The toxins produced by the bacteria will cause the gums to inflame and become red. This can also cause bad breath and the gums to bleed easily. If given enough time, the plaque will harden to form tartar, which will require a dentist to professionally remove it. Tartar buildup will make it easier for bacteria to grow and spread, which can eventually lead to periodontitis if untreated. Periodontitis is a very serious gum infection that can lead to tooth loss and an increased risk of heart attack, strokes and diabetes.

Plaque continuously grows as you eat your meals day in and day out. To avoid it from uncontrollably building up, you must remove it on a daily basis. This is why it is so important to brush and floss everyday.

Treating periodontal disease in its tempered state would require a simple dentist visit and to have them perform a cleaning. After that, you can easily prevent the onset of gum disease through good oral hygiene habits.

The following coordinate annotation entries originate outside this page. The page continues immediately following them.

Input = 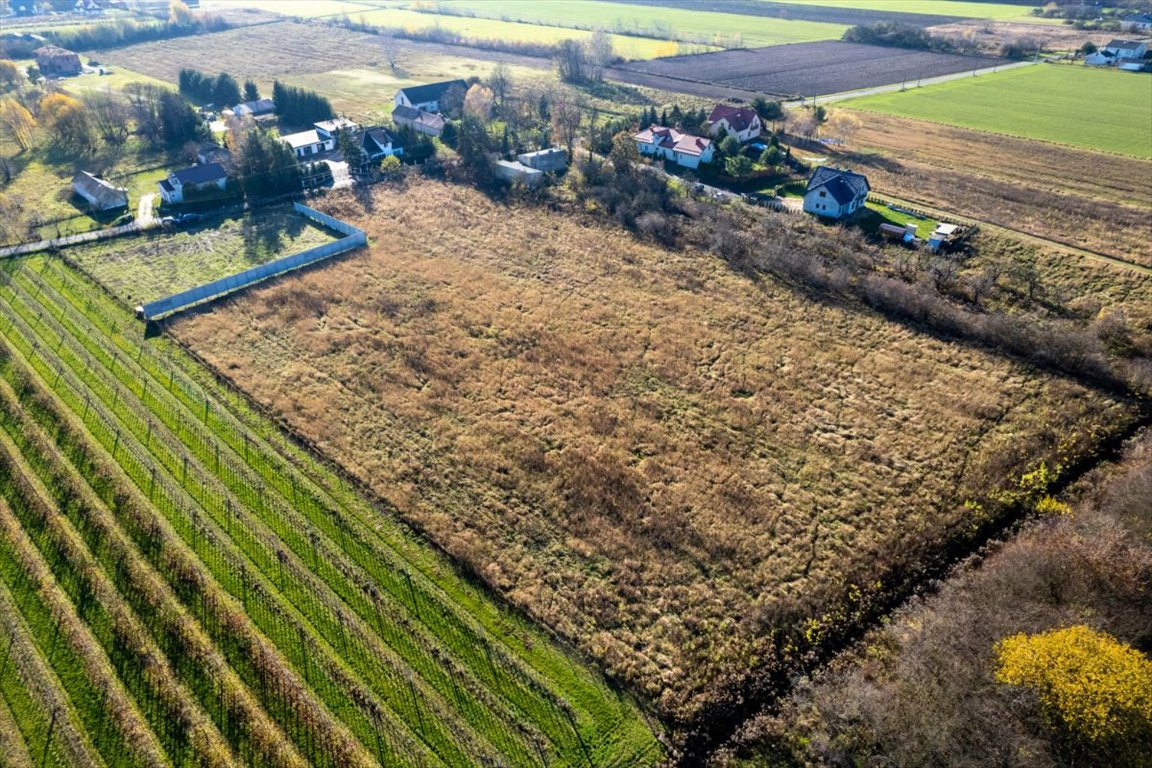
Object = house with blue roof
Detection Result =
[804,166,872,219]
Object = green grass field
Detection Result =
[0,257,662,768]
[442,0,848,47]
[844,64,1152,158]
[340,8,714,59]
[763,0,1059,23]
[68,208,336,304]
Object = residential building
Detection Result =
[392,106,447,136]
[516,146,568,173]
[280,128,336,160]
[804,166,872,219]
[73,170,128,212]
[632,126,715,168]
[708,104,764,144]
[358,128,404,162]
[33,45,84,77]
[160,162,228,204]
[232,99,276,117]
[395,79,468,112]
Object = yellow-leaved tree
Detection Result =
[996,625,1152,756]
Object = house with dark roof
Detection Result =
[395,79,468,112]
[32,45,84,77]
[632,126,715,168]
[73,170,128,212]
[1120,14,1152,32]
[804,166,872,219]
[232,99,276,117]
[392,106,447,136]
[1100,40,1149,63]
[708,104,764,144]
[160,162,228,205]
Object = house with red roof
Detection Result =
[632,126,715,168]
[708,104,764,144]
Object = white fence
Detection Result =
[136,203,367,320]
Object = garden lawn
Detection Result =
[848,64,1152,158]
[68,208,335,303]
[442,0,848,47]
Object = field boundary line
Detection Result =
[136,203,367,320]
[871,191,1152,275]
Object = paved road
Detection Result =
[785,61,1037,107]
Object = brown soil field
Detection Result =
[170,181,1131,717]
[617,40,1006,98]
[821,113,1152,266]
[100,21,552,85]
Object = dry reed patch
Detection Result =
[174,182,1127,714]
[839,113,1152,265]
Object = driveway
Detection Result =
[136,192,156,227]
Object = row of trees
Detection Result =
[179,67,254,107]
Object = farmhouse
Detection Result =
[358,127,404,162]
[160,162,228,204]
[804,166,872,219]
[1101,40,1149,63]
[33,45,84,77]
[708,104,763,143]
[232,99,276,117]
[632,126,715,168]
[73,170,128,212]
[396,79,468,112]
[312,117,359,140]
[1121,14,1152,32]
[392,107,447,137]
[516,146,568,173]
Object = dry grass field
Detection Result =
[172,182,1130,717]
[833,113,1152,266]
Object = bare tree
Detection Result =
[552,93,584,158]
[588,29,616,83]
[84,91,129,145]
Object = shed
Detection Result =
[73,170,128,212]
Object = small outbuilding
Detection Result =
[492,160,544,187]
[804,166,872,219]
[33,45,84,77]
[73,170,128,213]
[392,106,447,137]
[516,146,568,173]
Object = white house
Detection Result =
[392,106,446,136]
[395,79,468,112]
[312,117,359,142]
[359,128,404,162]
[632,126,715,168]
[804,166,872,219]
[73,170,128,211]
[160,162,228,204]
[708,104,764,144]
[280,128,336,160]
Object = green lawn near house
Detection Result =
[441,0,848,47]
[846,64,1152,158]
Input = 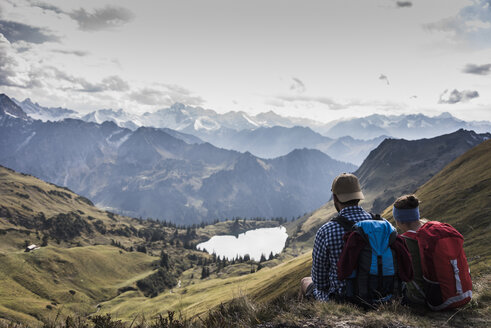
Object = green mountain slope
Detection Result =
[355,130,491,213]
[383,140,491,273]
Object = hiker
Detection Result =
[300,173,372,301]
[392,195,472,311]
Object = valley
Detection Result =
[0,93,491,328]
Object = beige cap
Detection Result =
[331,173,365,203]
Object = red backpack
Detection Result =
[404,221,472,311]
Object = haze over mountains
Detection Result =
[0,95,491,223]
[14,99,491,165]
[0,96,356,223]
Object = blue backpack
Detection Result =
[333,215,402,308]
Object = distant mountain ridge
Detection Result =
[319,113,491,140]
[354,129,491,212]
[195,126,386,165]
[12,95,491,140]
[0,93,356,223]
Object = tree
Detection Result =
[201,266,210,279]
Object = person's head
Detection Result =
[392,195,421,232]
[331,173,365,212]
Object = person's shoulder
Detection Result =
[317,218,341,235]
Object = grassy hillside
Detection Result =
[384,140,491,273]
[0,246,155,323]
[0,167,288,324]
[355,130,490,213]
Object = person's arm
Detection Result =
[312,228,329,301]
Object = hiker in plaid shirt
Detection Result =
[300,173,372,301]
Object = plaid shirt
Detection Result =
[312,206,372,301]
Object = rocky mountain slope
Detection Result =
[16,95,491,142]
[318,113,491,139]
[384,140,491,273]
[0,93,355,223]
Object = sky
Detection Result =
[0,0,491,122]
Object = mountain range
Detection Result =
[354,129,491,213]
[14,99,491,142]
[0,128,491,327]
[0,96,356,223]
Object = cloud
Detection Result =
[0,20,60,44]
[130,84,204,106]
[277,96,347,110]
[378,74,390,85]
[52,49,89,57]
[396,1,413,8]
[438,89,479,104]
[0,35,17,87]
[290,77,307,93]
[68,6,134,31]
[31,1,65,14]
[462,64,491,75]
[424,0,491,48]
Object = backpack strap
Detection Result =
[370,212,383,221]
[332,215,355,231]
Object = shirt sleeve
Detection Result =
[312,229,329,301]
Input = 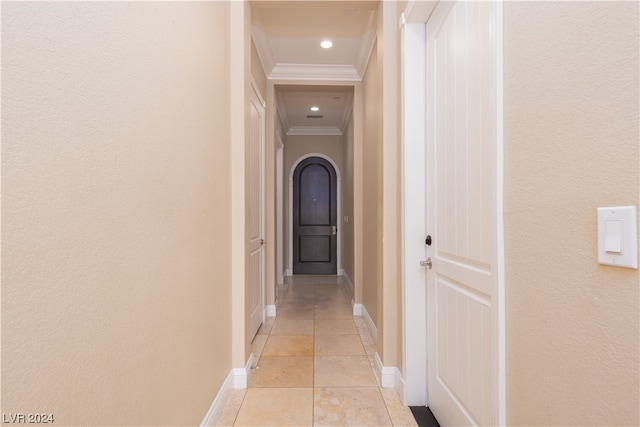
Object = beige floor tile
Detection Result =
[235,388,313,427]
[314,335,366,356]
[315,319,358,335]
[315,304,353,319]
[262,335,313,357]
[380,388,418,427]
[271,317,314,335]
[313,387,391,426]
[251,334,269,357]
[276,304,315,319]
[249,357,313,388]
[313,356,378,387]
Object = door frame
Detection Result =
[245,77,267,341]
[287,153,342,276]
[400,0,506,425]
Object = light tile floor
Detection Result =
[216,276,417,426]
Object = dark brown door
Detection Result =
[293,157,337,274]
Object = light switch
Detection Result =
[604,219,622,254]
[598,206,638,268]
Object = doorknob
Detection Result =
[420,257,433,269]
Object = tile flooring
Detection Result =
[216,276,417,426]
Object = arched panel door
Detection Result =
[293,157,337,274]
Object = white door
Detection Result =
[426,1,499,426]
[246,85,265,339]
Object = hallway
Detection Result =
[216,276,417,426]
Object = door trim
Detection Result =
[287,153,342,276]
[401,0,507,425]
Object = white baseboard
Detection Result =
[231,353,253,389]
[353,304,378,342]
[353,302,362,316]
[374,353,405,396]
[267,304,276,317]
[340,270,354,298]
[200,369,234,427]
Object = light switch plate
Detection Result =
[598,206,638,269]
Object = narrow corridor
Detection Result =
[216,276,417,426]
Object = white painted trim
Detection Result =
[287,126,342,136]
[231,353,254,389]
[493,2,507,426]
[353,304,378,343]
[200,353,254,427]
[287,153,342,276]
[373,352,402,393]
[267,304,276,317]
[401,0,438,24]
[200,369,233,427]
[402,0,507,425]
[339,269,355,305]
[353,302,364,316]
[401,23,428,406]
[268,63,362,81]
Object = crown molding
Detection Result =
[267,64,362,82]
[287,126,342,136]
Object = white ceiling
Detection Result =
[251,0,378,135]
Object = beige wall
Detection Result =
[2,2,232,425]
[504,2,640,426]
[359,39,382,328]
[339,114,356,283]
[251,39,267,99]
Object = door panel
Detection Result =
[293,157,337,274]
[246,89,265,338]
[427,2,497,425]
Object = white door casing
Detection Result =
[246,83,266,339]
[426,2,504,425]
[286,153,342,276]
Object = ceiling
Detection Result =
[250,0,378,135]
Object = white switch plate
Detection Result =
[598,206,638,269]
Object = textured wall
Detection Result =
[340,114,356,283]
[2,2,231,425]
[360,39,382,328]
[505,2,640,426]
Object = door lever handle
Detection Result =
[420,257,433,269]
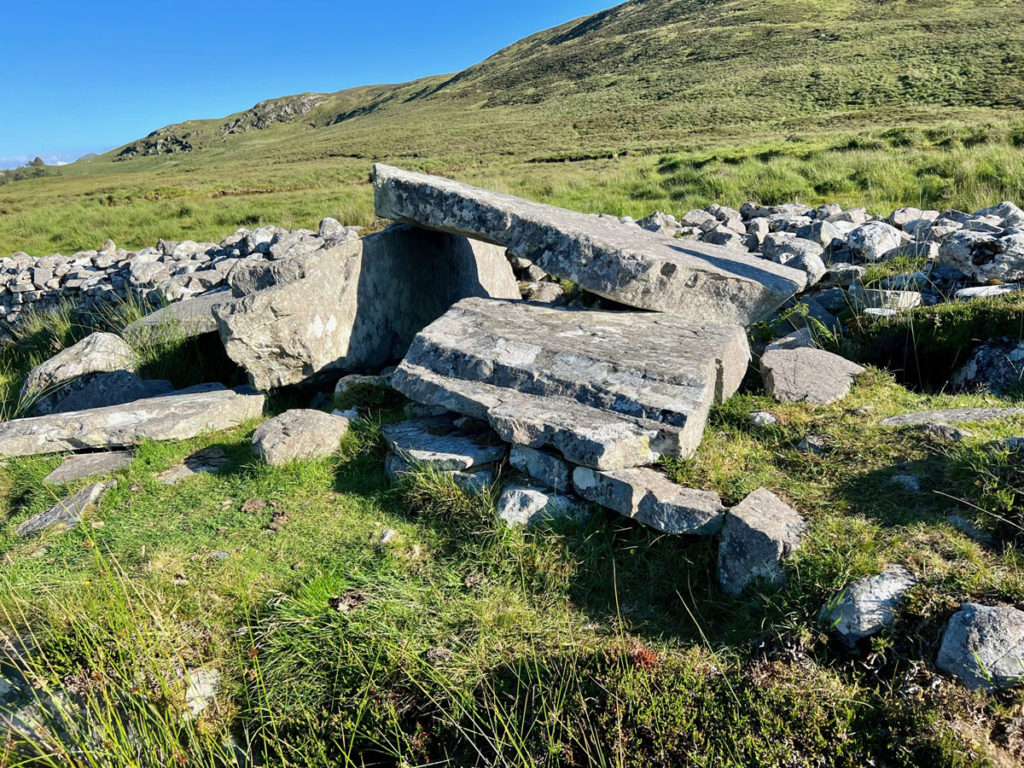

When there is significant calculus build up, and periodontitis sets in, a more aggressive approach is required. Two non surgical procedures that are performed are called scaling and root planing. Scaling is the removal of plaque and tartar from the crown and root surfaces of the tooth. Root planing is the removal of the cementum and dentin of the root surface that has been damaged by excessive bacteria growth.

In extreme cases, a patient may require surgery for periodontal disease treatment. Flap surgery requires an incision made into the gums of an affected tooth that are peeled back to reveal more of the root of that tooth. From this point, the dentist can remove the microbe and tartar build up as needed. In cases where there is irreversible damage, part of the gums and bone will have to be permanently removed and a bone or soft tissue graft will be done to fill the void.